Es sei gerichtsbekannt, dass Eintragungen in Branchenverzeichnisse im Internet in einer Vielzahl von Fällen unentgeltlich angeboten würden. Werde eine Leistung in einer Vielzahl von Fällen unentgeltlich angeboten, so werde eine Entgeltklausel, die nach der drucktechnischen Gestaltung des Antragsformulars so unauffällig in das Gesamtbild eingefügt sei, dass sie von dem Vertragspartner des Klauselverwenders dort nicht vermutet werde, nicht Vertragsbestandteil.

Welche Auswirkung hat das Urteil auf die Praxis

Für Unternehmer, die versehentlich in die Branchenbuch-Falle getappt sind, kann das Urteil geradezu als Checkliste für die eigenen Rechtsverteidigung dienen. Das Urteil listet viele einzelne Details auf, die zur Folge haben, dass der Vertrag über den Branchenverzeichnis-Eintrag wirksam angefochten werden kann, ja sogar ein kostenpflichtiger VErtrag von Anfang an nicht zustande gekommen ist:

  • Die Preisangabe für den Interneteintrag („Preis in Euro: 910 p.a.“) ist in der rechten oberen Ecke des Formulars zwischen dem Datum, dem Aktenzeichen des Branchenverzeichnis-Anbieters und dessen Adressdaten, mithin an einem völlig ungewöhnlichen Ort versteckt.

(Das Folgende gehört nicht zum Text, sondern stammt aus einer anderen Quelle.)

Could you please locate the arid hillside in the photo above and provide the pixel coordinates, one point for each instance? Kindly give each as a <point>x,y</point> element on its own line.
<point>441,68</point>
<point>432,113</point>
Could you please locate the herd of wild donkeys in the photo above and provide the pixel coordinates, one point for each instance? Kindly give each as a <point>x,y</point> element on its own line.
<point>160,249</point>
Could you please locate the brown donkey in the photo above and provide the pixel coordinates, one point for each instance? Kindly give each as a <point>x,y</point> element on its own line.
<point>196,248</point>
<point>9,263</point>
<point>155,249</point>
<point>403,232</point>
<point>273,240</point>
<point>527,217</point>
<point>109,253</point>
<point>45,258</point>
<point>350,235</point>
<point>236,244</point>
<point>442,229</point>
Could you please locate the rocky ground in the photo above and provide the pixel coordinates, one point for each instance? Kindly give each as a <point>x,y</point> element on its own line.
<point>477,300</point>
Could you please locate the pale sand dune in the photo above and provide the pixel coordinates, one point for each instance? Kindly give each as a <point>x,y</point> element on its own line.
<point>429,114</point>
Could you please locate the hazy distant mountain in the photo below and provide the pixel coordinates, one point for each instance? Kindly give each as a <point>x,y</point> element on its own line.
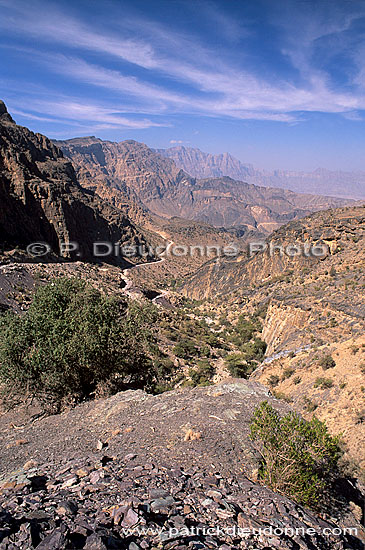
<point>136,172</point>
<point>319,182</point>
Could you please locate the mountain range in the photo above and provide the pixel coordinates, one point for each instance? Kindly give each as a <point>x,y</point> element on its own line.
<point>205,165</point>
<point>42,201</point>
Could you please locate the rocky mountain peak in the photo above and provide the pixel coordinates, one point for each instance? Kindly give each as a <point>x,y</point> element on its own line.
<point>4,115</point>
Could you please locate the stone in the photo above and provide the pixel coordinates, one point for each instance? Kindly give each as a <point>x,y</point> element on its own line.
<point>130,519</point>
<point>67,508</point>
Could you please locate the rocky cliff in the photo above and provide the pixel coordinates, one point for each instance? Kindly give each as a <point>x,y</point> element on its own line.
<point>41,199</point>
<point>134,172</point>
<point>205,165</point>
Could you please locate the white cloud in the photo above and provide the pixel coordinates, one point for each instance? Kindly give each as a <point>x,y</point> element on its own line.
<point>75,111</point>
<point>215,86</point>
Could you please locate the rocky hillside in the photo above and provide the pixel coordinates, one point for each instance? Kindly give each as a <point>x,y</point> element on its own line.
<point>205,165</point>
<point>131,171</point>
<point>314,311</point>
<point>138,471</point>
<point>41,199</point>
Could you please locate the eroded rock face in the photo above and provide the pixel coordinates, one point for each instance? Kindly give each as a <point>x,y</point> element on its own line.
<point>41,200</point>
<point>205,165</point>
<point>131,170</point>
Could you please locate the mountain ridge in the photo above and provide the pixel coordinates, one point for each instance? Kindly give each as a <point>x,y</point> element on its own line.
<point>42,200</point>
<point>135,172</point>
<point>203,165</point>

  • Die Preisangabe ist drucktechnisch völlig unauffällig.
  • Der Hinweis auf die Vergütungspflicht im fettgedruckten und umrandeten mittigen Textfeld geht im ihn umgebenden Fließtext unter.
  • Der Branchenbuch-Anbieter erschwert die Wahrnehmung der Preisangabe noch dadurch, dass er für die Bezeichnung der Währung das Wort „Euro“ und nicht das wegen seiner Blickfangwirkung auffälligere Währungssymbol „EUR“ verwendet und die Währungsangabe vor die Zahl setzt („Euro 910“).

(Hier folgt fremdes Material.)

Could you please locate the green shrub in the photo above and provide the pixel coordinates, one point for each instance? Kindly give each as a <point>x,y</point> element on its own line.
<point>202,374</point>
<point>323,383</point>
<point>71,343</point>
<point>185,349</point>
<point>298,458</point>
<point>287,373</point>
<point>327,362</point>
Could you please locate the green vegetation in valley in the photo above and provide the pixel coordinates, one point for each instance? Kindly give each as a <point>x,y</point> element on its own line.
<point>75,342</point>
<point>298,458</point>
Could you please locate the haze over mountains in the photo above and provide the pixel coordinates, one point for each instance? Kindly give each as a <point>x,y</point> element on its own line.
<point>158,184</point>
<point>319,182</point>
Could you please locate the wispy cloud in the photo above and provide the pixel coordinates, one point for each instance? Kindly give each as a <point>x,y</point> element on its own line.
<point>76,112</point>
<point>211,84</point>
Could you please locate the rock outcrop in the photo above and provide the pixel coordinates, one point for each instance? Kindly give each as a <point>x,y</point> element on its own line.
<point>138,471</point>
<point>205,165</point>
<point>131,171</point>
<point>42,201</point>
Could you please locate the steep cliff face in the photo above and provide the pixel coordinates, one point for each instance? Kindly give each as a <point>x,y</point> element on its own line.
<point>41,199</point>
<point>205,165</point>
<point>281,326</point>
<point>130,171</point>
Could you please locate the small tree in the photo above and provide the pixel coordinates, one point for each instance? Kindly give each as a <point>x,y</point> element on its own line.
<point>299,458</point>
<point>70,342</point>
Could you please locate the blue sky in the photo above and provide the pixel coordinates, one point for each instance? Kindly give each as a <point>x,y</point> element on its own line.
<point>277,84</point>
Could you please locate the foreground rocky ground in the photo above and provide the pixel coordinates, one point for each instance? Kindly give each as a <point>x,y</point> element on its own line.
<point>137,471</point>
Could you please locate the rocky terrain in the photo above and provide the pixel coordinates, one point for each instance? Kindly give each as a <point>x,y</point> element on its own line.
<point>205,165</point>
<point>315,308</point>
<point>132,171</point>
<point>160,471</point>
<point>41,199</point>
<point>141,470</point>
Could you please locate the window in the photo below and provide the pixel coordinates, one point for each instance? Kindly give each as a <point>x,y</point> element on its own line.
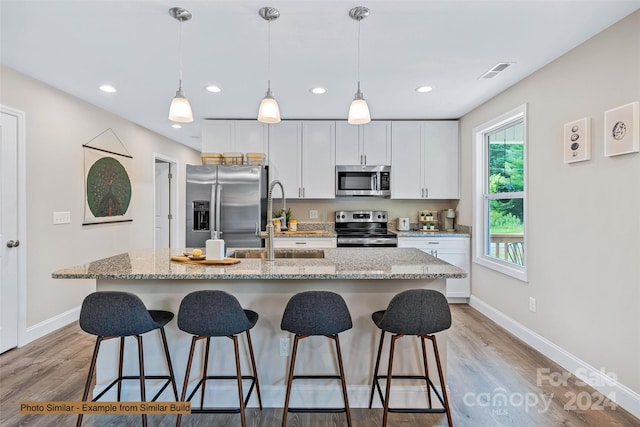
<point>500,197</point>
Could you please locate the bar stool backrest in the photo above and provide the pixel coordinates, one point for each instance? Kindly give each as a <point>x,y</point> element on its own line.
<point>115,314</point>
<point>316,313</point>
<point>417,312</point>
<point>212,314</point>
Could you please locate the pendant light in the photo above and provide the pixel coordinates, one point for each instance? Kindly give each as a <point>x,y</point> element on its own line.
<point>269,112</point>
<point>359,110</point>
<point>180,109</point>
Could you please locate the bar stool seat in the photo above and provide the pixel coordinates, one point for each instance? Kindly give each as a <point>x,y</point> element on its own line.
<point>421,313</point>
<point>118,315</point>
<point>316,313</point>
<point>211,313</point>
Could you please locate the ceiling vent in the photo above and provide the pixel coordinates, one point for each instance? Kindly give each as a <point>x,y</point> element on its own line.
<point>500,66</point>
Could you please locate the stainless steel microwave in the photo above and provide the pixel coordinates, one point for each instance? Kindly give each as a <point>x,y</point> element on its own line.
<point>363,180</point>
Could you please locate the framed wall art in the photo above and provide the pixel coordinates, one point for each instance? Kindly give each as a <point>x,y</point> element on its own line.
<point>107,184</point>
<point>621,135</point>
<point>577,140</point>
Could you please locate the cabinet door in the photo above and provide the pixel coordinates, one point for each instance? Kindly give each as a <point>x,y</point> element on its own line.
<point>376,143</point>
<point>318,160</point>
<point>284,156</point>
<point>407,160</point>
<point>347,144</point>
<point>251,136</point>
<point>442,161</point>
<point>217,136</point>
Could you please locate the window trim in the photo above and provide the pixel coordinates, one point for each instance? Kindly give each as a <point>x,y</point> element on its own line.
<point>480,217</point>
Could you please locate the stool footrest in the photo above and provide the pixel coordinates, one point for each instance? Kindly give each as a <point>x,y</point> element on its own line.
<point>222,377</point>
<point>317,410</point>
<point>137,378</point>
<point>411,410</point>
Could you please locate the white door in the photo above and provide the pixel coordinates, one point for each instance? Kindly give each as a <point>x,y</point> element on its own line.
<point>8,232</point>
<point>162,205</point>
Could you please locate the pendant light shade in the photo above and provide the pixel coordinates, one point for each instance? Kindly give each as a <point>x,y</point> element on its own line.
<point>359,110</point>
<point>269,112</point>
<point>180,109</point>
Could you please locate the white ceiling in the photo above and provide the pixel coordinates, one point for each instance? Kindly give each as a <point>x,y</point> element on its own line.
<point>77,45</point>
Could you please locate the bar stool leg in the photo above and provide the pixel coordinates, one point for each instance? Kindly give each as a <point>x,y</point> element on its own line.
<point>204,372</point>
<point>290,380</point>
<point>143,393</point>
<point>426,368</point>
<point>255,371</point>
<point>239,376</point>
<point>343,381</point>
<point>389,374</point>
<point>442,384</point>
<point>168,357</point>
<point>92,369</point>
<point>186,377</point>
<point>120,360</point>
<point>375,371</point>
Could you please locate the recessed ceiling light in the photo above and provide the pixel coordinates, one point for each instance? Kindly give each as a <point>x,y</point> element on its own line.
<point>424,89</point>
<point>108,89</point>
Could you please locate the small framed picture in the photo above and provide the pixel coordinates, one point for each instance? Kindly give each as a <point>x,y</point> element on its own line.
<point>577,140</point>
<point>621,130</point>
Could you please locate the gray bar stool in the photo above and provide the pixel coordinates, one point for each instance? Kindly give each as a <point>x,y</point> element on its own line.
<point>118,315</point>
<point>419,312</point>
<point>207,314</point>
<point>315,313</point>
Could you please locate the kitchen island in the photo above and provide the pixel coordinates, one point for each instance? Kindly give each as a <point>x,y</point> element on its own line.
<point>367,278</point>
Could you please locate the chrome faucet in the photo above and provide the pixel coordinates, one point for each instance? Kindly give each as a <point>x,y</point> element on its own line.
<point>267,235</point>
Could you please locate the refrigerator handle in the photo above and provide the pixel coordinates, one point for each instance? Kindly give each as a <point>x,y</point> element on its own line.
<point>219,210</point>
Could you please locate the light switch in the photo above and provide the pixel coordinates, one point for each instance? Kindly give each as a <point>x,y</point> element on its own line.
<point>61,218</point>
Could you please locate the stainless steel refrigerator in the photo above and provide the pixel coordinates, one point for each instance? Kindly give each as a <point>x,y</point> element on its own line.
<point>229,202</point>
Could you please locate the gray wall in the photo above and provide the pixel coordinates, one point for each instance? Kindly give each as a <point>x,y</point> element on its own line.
<point>584,218</point>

  • Der unterhalb des umrandeten Textfeldes eingefügte Hinweis „In den jährlichen Eintragungskosten ist die Überprüfung der Daten bereits enthalten“ enthält lediglich eine indirekte, dabei noch verklausulierte Information des Kunden, dass der Eintrag im Branchenverzeichnis kostenpflichtig ist.
  • Durch die übrige Gestaltung des Formulars wird die Aufmerksamkeit des Adressaten in erster Linie auf das Überprüfen und Ausfüllen des bereits vorformulierten Eintragungstextes gelenkt.
  • Das Formular erweckt so den falschen Eindruck, als solle der Adressat lediglich die Richtigkeit der angegebenen Daten bestätigen und diese vervollständigen. Dass statt dessen ein Vertrag mit einer Mindestlaufzeit von 2 Jahren für eine kostenpflichtige Eintragung in ein Internet-Branchenverzeichnis abgeschlossen werden soll, kann der Adressat erst durch eine äußerst sorgfältige Lektüre des nachfolgenden Textfeldes erkennen.